原本の正規の複製証書の事を正本といいます。

正本には、正本である旨の公証人の認証があり、原本と同じ効力を有する文章です。

原本は公証役場に保存されていて、持ち出しができないために、公証役場以外に書類をもっていくときに必要です。

公正証書遺言の謄本とは

原本の正規の複製証書で謄本である旨の公証人の認証があるものをいいます。

正本と謄本は原本の正規の複製証書という点で変わりがないため、証拠力は同じです。

そのため、不動産の所有権移転登記などの手続きは正本か謄本で手続きをすることになります。

公正証書遺言を作成する時は、公証人は原本、正本、謄本を作成しておき、原本に遺言者、証人に署名押印してもらい、最後に公証人が署名押印して原本を完成させ、遺言者に公正証書遺言の正本と謄本を交付します。

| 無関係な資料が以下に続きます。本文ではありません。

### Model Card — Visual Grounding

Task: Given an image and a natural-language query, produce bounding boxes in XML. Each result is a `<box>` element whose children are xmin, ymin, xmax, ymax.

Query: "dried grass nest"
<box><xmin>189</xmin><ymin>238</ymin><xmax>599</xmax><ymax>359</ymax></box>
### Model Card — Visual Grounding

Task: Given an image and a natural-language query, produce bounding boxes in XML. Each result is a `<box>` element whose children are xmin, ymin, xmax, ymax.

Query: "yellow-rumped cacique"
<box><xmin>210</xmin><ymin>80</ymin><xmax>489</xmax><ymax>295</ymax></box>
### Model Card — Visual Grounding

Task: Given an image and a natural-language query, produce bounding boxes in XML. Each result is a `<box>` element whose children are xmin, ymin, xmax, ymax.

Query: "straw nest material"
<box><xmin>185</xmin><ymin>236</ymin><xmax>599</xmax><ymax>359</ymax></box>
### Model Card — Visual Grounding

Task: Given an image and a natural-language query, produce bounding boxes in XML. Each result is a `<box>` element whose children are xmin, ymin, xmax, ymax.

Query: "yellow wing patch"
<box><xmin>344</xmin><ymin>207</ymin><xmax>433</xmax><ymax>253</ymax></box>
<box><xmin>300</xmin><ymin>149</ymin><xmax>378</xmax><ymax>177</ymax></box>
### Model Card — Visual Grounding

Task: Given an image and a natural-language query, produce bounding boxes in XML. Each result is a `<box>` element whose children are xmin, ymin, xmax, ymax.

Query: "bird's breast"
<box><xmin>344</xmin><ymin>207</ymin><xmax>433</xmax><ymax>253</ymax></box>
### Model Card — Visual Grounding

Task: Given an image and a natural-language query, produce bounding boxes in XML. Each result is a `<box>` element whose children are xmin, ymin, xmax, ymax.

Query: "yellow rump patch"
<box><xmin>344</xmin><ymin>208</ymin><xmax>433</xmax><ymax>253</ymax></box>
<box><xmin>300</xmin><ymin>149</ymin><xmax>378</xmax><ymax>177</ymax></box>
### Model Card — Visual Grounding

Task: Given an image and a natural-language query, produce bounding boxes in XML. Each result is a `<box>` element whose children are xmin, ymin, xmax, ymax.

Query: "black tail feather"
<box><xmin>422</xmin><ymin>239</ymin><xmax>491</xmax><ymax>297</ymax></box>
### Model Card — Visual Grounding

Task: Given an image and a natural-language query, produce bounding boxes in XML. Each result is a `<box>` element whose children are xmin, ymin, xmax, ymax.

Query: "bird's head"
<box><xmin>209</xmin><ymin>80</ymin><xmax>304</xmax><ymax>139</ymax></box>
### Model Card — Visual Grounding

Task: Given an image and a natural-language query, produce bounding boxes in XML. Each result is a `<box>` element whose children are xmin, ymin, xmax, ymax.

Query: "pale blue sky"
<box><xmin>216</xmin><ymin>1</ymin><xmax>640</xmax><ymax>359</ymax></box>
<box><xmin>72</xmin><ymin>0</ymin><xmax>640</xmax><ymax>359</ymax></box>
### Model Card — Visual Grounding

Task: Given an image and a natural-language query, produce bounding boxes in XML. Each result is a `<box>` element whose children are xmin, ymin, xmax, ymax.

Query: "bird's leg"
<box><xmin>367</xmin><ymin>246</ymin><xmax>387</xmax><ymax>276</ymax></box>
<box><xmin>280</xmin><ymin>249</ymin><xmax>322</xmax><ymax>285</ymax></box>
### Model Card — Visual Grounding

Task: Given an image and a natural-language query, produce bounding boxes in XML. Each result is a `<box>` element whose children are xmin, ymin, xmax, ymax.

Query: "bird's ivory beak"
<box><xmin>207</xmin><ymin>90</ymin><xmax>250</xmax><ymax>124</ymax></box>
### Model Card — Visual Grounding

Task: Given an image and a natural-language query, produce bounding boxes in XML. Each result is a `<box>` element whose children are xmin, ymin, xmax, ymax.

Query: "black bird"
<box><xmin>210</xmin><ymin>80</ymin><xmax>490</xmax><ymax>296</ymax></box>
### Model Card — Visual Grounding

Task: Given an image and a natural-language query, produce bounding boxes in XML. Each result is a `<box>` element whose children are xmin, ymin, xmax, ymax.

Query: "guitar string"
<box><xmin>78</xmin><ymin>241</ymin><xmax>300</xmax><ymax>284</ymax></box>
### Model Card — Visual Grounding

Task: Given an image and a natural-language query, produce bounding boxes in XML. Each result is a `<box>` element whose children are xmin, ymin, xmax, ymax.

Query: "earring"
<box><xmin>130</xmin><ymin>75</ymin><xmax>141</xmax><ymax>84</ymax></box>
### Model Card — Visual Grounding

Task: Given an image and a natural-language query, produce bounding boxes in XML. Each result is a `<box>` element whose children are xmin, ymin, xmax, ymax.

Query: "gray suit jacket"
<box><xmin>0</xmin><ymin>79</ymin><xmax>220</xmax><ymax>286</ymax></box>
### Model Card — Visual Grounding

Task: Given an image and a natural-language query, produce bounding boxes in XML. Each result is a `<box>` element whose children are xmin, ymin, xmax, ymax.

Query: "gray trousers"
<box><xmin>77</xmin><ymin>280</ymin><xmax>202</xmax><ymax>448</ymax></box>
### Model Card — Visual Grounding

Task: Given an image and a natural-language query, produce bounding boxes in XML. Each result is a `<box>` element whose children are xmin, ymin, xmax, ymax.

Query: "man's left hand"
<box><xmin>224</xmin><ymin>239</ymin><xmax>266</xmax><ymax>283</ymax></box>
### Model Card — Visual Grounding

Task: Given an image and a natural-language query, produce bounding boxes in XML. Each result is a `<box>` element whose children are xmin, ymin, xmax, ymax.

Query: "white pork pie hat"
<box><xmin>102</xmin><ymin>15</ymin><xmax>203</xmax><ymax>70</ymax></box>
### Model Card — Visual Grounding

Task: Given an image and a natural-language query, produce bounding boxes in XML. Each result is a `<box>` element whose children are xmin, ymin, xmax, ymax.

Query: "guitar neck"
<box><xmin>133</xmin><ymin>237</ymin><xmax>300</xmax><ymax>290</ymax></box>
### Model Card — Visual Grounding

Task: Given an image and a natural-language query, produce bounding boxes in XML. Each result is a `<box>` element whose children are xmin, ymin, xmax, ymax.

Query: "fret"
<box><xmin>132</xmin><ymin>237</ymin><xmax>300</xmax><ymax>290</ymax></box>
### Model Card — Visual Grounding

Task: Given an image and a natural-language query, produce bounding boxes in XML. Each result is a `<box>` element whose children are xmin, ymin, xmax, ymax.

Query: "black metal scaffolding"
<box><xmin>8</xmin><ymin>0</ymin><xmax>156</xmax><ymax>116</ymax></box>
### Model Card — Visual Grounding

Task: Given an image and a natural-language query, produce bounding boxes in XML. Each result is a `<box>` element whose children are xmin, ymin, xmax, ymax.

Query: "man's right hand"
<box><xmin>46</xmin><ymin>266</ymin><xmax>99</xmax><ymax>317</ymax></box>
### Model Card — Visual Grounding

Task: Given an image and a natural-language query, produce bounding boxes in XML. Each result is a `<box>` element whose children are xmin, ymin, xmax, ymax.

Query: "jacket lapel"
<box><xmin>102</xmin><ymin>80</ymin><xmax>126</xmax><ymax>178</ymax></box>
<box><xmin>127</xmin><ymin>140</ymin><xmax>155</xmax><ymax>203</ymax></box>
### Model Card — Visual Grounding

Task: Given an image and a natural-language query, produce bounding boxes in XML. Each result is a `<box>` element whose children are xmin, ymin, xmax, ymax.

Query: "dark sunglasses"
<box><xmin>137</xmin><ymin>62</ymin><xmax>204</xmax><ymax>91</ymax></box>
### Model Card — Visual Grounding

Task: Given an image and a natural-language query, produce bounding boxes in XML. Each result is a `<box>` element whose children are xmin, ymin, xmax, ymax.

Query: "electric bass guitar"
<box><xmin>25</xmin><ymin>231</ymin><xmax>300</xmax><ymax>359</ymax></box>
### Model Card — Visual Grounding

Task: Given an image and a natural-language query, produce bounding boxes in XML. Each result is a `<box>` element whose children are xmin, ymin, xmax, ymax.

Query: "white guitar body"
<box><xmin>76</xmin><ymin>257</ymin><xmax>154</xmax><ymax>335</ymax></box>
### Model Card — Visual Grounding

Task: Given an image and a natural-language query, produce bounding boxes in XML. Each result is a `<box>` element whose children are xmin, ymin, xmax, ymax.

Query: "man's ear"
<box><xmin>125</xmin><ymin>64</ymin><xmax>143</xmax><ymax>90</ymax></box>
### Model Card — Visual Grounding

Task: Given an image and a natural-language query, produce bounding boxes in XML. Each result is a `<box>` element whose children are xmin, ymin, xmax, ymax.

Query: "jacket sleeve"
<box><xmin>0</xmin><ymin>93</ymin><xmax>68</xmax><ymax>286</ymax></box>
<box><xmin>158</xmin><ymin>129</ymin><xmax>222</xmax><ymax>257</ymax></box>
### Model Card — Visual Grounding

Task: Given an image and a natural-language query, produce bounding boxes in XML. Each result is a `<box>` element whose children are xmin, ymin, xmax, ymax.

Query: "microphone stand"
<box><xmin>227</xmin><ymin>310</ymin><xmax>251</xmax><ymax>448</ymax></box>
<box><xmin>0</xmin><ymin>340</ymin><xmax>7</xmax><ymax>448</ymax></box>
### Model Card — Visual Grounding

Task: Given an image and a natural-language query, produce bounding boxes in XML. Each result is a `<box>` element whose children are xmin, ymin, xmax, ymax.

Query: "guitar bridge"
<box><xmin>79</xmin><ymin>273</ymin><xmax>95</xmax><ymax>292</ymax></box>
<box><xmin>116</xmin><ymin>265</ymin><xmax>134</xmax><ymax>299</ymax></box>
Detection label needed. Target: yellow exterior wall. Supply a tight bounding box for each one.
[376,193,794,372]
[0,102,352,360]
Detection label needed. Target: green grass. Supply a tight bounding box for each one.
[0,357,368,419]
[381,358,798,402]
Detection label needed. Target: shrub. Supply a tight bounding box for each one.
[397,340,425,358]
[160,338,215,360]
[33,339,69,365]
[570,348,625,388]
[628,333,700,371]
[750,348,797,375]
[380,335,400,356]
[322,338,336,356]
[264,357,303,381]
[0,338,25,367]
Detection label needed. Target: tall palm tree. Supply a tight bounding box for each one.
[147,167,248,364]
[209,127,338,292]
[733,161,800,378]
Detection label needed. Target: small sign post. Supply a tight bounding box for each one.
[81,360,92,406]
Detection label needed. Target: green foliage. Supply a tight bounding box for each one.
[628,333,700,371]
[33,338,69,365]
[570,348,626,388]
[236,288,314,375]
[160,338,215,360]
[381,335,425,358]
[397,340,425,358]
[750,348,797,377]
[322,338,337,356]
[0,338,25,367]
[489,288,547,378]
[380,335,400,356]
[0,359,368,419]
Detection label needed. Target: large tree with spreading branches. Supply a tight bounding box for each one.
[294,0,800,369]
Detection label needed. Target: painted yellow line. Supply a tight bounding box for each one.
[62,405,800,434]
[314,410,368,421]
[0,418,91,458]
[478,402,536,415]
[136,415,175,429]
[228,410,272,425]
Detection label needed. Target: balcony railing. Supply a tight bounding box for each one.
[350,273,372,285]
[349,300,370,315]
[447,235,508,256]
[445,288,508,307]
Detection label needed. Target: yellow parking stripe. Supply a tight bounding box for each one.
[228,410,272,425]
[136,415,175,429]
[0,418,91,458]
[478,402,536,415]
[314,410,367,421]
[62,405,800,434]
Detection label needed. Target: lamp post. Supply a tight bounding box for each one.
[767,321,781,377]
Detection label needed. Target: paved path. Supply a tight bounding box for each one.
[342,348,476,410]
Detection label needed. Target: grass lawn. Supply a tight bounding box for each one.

その正本と謄本をもって、相続人は手続きを行う事になります。

公正証書遺言の保存期間

公正証書遺言は公証役場に厳重に保存され、通常20年間は保存されます。

保存期間が経過した場合は破棄されますが、公正証書遺言の場合は、長寿化の影響もあり、原則として遺言者が120歳になるまで保存するようにしているそうです。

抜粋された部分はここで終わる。